In May, the commissioners had asked for an estimate of how much property tax 25 wind turbines valued at $2 million each would bring into the county. Fuller had estimated about $550,000 annually, Commission Chairman Ryan Robertson said at the time.
Fuller couldn’t say how any abatement could affect the property taxes of the wind farm until a company decides to build in Cleburne County and the commissioners approved an abatement, she said.
“Right now, we’re talking about something that hasn’t even happened,” Fuller said.
If the proposal were to become reality, then she would request an opinion from the department and from an attorney, Fuller said.
Alabama law allows counties and municipalities to abate taxes of certain businesses to help attract those businesses to their region. One of the businesses defined in the law includes electricity producers including renewable energy, which could include wind farms.
However, an email to Fuller from Jennifer Byrd, personal property valuation supervisor of the Property Tax Division of the Alabama Department of Revenue, stressed that all other requirements under the law must be met.
Those requirements include that the company request the abatement and that the local governing body – in this case the Cleburne County Commission – approve it.
County Administrator Steve Swafford said the company hasn’t approached the county about an abatement. Instead it has told the commissioners how much property tax it estimates it would bring to the county, Swafford said.
In his 22 years working in the county, Swafford said he had never had a business request a tax abatement.

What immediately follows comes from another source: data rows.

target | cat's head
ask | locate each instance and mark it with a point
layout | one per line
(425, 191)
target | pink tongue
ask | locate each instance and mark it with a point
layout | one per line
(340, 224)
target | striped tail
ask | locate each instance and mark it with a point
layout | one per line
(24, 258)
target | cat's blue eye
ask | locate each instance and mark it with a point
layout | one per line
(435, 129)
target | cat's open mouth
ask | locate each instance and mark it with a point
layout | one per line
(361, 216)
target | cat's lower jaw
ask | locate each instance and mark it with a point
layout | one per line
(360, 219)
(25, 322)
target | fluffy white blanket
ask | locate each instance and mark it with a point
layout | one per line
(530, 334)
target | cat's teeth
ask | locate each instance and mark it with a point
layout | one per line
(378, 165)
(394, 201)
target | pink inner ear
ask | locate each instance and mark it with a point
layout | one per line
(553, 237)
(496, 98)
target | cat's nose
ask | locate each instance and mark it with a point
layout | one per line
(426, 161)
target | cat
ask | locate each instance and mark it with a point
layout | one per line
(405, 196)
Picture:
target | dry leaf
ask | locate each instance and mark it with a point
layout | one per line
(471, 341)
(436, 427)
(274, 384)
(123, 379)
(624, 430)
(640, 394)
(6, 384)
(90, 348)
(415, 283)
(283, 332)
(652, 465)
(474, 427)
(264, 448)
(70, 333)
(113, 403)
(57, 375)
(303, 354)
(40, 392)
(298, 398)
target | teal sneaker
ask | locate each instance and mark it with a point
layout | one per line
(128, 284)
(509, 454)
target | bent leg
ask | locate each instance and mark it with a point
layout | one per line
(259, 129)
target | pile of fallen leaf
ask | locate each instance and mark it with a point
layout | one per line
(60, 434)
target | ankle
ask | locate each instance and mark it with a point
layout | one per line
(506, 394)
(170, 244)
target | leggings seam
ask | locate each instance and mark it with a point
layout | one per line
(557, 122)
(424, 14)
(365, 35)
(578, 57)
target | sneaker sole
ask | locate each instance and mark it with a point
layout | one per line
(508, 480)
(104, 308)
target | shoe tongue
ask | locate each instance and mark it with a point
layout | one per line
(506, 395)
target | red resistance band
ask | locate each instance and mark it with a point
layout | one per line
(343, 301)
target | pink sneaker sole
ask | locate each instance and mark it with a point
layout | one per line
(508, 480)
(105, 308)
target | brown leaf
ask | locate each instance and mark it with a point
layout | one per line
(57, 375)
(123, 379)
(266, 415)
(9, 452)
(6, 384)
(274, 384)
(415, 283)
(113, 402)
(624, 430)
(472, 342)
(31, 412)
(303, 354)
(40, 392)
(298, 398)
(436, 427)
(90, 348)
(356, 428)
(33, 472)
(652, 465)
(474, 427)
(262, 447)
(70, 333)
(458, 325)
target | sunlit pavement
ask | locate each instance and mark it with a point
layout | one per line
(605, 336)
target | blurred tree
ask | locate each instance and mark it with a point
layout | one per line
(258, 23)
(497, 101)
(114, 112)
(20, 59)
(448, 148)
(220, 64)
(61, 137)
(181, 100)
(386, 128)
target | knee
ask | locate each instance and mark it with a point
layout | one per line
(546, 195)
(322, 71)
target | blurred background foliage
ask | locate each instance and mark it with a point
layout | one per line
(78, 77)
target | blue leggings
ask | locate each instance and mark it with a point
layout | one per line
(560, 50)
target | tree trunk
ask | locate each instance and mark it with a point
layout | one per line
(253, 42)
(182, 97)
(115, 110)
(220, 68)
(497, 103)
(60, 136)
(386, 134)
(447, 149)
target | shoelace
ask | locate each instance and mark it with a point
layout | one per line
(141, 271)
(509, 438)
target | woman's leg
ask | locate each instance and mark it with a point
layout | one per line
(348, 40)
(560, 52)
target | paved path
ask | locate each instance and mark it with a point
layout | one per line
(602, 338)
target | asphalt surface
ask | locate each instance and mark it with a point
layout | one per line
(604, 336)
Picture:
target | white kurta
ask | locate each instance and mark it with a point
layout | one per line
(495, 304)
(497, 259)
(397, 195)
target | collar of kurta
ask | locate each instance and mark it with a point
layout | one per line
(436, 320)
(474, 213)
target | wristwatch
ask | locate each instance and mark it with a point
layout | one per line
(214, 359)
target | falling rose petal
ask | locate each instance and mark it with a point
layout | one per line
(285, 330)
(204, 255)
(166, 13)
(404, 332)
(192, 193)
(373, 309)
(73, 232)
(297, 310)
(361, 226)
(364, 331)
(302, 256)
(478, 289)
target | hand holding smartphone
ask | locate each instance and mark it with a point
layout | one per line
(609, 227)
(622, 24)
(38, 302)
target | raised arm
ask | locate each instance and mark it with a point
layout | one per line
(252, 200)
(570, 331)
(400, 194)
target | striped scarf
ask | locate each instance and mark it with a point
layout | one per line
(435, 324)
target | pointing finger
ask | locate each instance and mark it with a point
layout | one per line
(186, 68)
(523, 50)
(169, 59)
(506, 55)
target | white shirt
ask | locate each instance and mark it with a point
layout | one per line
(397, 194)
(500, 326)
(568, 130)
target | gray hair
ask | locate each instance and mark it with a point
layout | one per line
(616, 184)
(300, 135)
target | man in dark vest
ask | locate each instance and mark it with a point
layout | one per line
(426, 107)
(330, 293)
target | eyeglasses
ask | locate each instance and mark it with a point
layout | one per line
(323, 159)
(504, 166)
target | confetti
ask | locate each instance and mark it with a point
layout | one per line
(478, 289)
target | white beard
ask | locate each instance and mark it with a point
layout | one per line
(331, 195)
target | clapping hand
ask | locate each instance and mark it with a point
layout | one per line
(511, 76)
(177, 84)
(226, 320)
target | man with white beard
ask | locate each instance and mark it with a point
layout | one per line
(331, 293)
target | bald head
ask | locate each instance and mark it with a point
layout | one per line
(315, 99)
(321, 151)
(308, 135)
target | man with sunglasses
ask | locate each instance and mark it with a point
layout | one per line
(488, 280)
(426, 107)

“I’m completely unaware it’s a possibility,” Swafford said. “It’s never come up.”
Mary Pons, counsel for the Association of County Commissions of Alabama, agreed it is a possibility, and for this type of business it’s a county decision to award one or not.
“They’re never required to approve a tax abatement,” Pons said.
Commissioner Bobby Brooks said he might entertain the idea of a tax abatement to draw in industry, but hasn’t looked into it.
Commissioner Terry Hendrix said he would have to hear the proposal, including how many jobs it might bring and what other benefits it might bring to the county before he could make a decision. However, he noted that other businesses in the county are paying their taxes.
Commissioner Emmett Owen also said he’d listen to the company’s proposal and try to keep an open mind.
“But if it’s not going to generate any money for the county, I’d really have to think long and hard about why we wanted it,” Owen said.
Fuller said regardless of whether there was an abatement on the wind turbines, the property they would sit on would be rented and the property owners would be paying taxes on that.
Right now most of the property up there is being used for agriculture and is appraised at “current use value” rather than “market value.” The current use value is much lower – something like a fifth of the market value on some properties, Fuller said. In addition, the tax rate is low, she said.
However, if the property is rented it would be appraised at market value and the tax rate would be higher. However that wouldn’t change the tax rolls much, Fuller added. The property in question may be only an acre here and there, and it may change the taxes from a few dollars to maybe $30 a year, Fuller said.